Wirtschaft : Rossmann eröffnet 120 neue Läden

Drogeriekette will Abstand zu Konkurrenten Schlecker und dm verkürzen

Maren Peters

Burgwedel - Nach starkem Wachstum im vergangenen Jahr will die Drogeriekette Rossmann in diesem Jahr weiter zulegen und 120 neue Filialen in Deutschland eröffnen. Darunter ist auch ein neues, 600 Quadratmeter großes Geschäft im Berliner Hauptbahnhof, in dem der Verkauf im Mai beginnt, sagte Unternehmenschef Dirk Roßmann dem Tagesspiegel. Firmenkäufe plant der Unternehmer, der vor zwei Jahren die KD-Märkte von Tengelmann gekauft hatte, vorerst nicht, obwohl die Kassen gut gefüllt sind. „Eine Übernahme steht nicht an – das organische Wachstum steht in den nächsten Jahren im Vordergrund“, sagte Roßmann am Mittwoch auf der Bilanzpressekonferenz in Burgwedel bei Hannover.

Rossmann ist im deutschen Drogeriemarkt die Nummer drei – hinter Schlecker und dm. Die Unternehmen liefern sich einen harten Verdrängungswettbewerb.
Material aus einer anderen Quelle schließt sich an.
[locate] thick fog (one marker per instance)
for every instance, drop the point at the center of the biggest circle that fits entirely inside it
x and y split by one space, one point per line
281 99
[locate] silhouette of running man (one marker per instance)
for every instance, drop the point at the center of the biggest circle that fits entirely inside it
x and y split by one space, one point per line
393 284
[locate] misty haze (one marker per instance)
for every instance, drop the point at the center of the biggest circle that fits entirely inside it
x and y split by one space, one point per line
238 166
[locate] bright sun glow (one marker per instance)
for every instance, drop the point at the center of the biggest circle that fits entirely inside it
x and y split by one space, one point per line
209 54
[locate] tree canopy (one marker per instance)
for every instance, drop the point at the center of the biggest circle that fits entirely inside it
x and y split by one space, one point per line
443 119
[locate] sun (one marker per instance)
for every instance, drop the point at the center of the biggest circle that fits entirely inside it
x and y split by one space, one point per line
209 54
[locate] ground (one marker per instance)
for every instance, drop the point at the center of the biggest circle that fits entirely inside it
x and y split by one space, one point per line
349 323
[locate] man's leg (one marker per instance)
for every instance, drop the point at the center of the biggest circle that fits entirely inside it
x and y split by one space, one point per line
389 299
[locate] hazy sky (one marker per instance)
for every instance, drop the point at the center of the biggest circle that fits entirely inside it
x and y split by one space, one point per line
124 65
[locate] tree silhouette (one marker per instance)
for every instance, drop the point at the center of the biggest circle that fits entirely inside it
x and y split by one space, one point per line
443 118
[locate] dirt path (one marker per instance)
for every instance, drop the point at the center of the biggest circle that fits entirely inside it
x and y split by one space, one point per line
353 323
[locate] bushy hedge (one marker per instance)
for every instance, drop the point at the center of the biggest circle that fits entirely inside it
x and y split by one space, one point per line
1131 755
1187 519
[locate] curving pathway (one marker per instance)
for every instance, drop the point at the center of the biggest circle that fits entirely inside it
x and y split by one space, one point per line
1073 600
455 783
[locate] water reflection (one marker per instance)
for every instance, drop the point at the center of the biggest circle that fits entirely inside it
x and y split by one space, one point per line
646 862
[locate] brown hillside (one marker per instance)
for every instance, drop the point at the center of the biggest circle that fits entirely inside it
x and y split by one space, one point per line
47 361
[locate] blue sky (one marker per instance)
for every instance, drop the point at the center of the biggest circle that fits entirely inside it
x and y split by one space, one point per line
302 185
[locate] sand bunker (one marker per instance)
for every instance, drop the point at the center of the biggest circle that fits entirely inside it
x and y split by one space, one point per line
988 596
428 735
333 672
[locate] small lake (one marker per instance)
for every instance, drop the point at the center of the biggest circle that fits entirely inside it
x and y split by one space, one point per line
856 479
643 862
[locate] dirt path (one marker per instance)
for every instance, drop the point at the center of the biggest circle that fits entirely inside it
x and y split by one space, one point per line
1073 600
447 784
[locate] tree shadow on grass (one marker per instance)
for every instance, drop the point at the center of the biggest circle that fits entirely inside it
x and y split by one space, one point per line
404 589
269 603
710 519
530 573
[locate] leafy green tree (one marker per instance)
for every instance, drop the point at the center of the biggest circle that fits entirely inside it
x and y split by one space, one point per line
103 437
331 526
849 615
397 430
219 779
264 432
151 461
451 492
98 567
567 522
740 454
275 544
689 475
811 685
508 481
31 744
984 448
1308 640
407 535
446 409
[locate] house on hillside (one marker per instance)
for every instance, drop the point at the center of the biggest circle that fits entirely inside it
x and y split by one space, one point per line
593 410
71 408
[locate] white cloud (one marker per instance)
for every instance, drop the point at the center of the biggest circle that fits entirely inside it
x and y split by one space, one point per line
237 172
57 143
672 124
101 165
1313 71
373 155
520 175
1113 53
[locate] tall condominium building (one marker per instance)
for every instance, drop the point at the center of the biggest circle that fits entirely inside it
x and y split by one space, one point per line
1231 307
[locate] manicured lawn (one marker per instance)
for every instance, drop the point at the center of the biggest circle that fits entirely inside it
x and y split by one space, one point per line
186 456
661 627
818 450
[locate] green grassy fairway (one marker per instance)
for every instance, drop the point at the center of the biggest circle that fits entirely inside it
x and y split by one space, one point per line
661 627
Die 1972 gegründete Rossmann-Kette hatte 2002 die 90 Idea-Märkte und 2003 die KD-Filialen übernommen. Nachdem vor vier Jahren die Drogeriekette A.S.Watson, hinter der der Hongkonger Konzern Hutchison Whampoa steht, 40 Prozent von Rossmann übernommen hat, ist das Unternehmen aggressiver geworden. Roßmann hat den Burgfrieden mit dm aufgekündigt und versucht, auch im Süden des Landes Fuß zu fassen. Zuvor hatte sich die Drogeriekette dm auf den Süden beschränkt, Rossmann auf den Norden; dm hat in Deutschland noch einen Umsatzvorsprung von 400 Millionen Euro.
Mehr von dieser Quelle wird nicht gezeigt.